Asked whether large existing office blocks at Canary Wharf could be converted to life sciences use when office occupiers leave, Archer confirmed it was one of several uses being examined, along with hotels, serviced apartments and build-to-rent. What's more, he said, one of the biggest office blocks on the estate already has an owner with an obvious alternative use for it.
Canary Wharf Group is owned by a 50-50 joint venture between the Qatar Investment Authority and Brookfield Property Partners, with a portfolio valued at £7.6B at the end of June this year.
The QIA also outright owns 8 Canada Square, commonly known as the HSBC tower, which it bought for £1.1B in 2014.
Earlier this year HSBC announced it intended to leave the building before its lease runs out in 2027 and is heading to a new 556K SF building near St. Paul’s in the City of London.
But, as Archer mentioned, the state's nonprofit arm, the Qatar Foundation, announced in September it was looking to establish a clean tech campus in the UK. The foundation was looking to invest £4B over a 20-year period, including £1.5B into funding early stage companies.

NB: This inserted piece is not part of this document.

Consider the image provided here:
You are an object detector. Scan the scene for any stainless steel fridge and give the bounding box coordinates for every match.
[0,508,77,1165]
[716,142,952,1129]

It was reported at the time that sites in the UK life sciences golden triangle of Oxford, Cambridge and London were being examined. The QIA-owned building in Canary Wharf needs to be retrofitted and find a tenant, but it is emerging as a potential option.

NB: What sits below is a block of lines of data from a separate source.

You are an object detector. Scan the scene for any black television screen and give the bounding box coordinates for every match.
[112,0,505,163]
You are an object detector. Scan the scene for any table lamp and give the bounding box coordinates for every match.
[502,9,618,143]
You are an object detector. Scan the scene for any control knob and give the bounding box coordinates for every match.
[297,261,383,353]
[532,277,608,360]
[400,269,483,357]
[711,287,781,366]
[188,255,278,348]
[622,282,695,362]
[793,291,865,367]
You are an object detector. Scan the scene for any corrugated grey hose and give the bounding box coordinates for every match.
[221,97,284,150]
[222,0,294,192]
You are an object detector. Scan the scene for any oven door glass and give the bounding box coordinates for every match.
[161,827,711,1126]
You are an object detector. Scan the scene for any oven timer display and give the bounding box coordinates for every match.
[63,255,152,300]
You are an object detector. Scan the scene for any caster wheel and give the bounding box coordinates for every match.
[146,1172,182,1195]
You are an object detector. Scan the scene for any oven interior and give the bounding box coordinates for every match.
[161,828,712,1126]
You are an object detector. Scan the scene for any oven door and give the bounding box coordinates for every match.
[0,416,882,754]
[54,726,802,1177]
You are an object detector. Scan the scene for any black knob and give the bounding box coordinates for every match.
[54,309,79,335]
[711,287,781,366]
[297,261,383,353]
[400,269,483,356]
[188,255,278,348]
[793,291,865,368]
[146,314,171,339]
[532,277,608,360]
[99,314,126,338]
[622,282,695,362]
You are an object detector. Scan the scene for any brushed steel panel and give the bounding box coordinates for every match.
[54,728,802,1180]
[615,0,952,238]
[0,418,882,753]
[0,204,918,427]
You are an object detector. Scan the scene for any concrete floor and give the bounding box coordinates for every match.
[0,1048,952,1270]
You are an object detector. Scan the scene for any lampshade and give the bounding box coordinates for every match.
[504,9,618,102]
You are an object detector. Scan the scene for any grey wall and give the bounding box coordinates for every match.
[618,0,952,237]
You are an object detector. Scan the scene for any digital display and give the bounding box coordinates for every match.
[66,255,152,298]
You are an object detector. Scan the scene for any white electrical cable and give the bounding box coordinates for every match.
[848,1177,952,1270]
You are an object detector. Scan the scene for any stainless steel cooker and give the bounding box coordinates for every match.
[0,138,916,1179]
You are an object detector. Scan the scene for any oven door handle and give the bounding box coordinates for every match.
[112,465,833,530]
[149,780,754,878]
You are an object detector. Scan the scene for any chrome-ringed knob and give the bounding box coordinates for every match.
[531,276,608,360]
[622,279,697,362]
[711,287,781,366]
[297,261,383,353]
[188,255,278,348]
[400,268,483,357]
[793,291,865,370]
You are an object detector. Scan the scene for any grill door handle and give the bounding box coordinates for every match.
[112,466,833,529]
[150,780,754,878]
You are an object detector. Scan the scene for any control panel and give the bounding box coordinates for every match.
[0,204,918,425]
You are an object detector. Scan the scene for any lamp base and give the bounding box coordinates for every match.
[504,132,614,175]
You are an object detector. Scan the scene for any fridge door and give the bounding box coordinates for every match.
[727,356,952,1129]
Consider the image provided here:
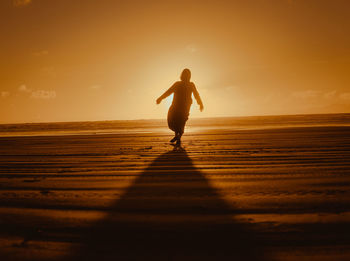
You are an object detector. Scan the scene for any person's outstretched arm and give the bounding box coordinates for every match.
[156,82,177,104]
[193,84,204,111]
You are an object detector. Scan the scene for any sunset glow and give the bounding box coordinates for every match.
[0,0,350,123]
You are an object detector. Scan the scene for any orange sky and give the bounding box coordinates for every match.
[0,0,350,123]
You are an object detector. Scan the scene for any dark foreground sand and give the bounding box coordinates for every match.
[0,127,350,260]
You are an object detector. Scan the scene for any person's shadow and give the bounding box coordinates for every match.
[67,148,265,261]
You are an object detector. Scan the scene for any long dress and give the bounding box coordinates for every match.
[161,81,202,134]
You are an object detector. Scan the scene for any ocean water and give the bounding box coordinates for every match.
[0,113,350,137]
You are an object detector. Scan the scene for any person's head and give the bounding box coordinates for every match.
[180,68,191,82]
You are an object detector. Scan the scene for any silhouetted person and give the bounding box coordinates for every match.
[157,69,204,145]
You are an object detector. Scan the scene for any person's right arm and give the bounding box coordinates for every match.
[156,82,177,104]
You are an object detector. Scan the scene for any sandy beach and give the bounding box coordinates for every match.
[0,119,350,260]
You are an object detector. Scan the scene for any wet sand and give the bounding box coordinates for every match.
[0,126,350,260]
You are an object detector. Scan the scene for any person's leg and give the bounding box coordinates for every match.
[176,131,184,145]
[170,132,177,142]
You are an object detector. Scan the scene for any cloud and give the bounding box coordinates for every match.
[30,90,56,100]
[12,0,32,7]
[41,66,57,78]
[186,44,197,53]
[292,90,321,99]
[90,84,102,90]
[323,91,337,99]
[18,84,31,92]
[33,50,49,56]
[339,92,350,101]
[0,91,10,98]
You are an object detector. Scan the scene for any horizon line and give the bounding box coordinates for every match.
[0,112,350,125]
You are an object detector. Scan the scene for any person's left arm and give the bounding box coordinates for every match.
[192,83,204,111]
[156,82,177,104]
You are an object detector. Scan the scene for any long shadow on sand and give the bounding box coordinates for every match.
[71,148,265,261]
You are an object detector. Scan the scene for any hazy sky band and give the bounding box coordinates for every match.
[0,0,350,123]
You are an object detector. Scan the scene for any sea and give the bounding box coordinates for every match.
[0,113,350,137]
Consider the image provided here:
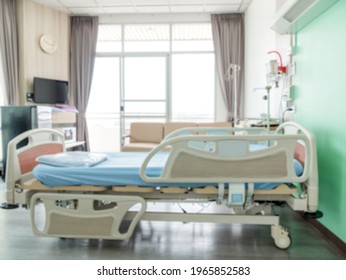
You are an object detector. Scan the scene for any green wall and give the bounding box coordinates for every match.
[294,0,346,242]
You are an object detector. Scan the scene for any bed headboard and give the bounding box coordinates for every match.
[294,142,306,166]
[6,128,65,204]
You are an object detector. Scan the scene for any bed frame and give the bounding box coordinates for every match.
[1,122,318,249]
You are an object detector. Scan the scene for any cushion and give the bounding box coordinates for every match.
[164,122,197,137]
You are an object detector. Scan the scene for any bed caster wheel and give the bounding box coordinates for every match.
[274,235,292,250]
[272,226,292,250]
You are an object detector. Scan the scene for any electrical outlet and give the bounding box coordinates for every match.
[290,62,296,76]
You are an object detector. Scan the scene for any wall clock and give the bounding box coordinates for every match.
[40,34,58,54]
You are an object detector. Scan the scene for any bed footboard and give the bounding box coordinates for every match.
[31,193,146,240]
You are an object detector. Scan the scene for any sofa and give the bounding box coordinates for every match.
[121,122,232,152]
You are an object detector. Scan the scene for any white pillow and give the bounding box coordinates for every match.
[36,151,107,167]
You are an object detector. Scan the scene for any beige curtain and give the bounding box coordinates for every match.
[211,13,244,121]
[70,16,99,151]
[0,0,19,105]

Such a move would give a boost to Canary Wharf’s ambitions to reposition the east London estate as a life sciences hub as well as an office location and growing BTR destination.
“Of course, 8 Canada Square is owned by Qatari, and obviously, it’s been in the press that the Qatari Foundation is looking at a clean tech sector requirement,” Archer told the audience of more than 250 at the event. “The opportunity to bring those sorts of people into a building like that would be interesting for Canary Wharf and the estate.”
Genomics England has moved its HQ to Canary Wharf, as well as converting parts of 20 Water Street to lab space. Canary Wharf has teamed up with Kadans Science Partner to build an 823K SF life sciences lab and office tower.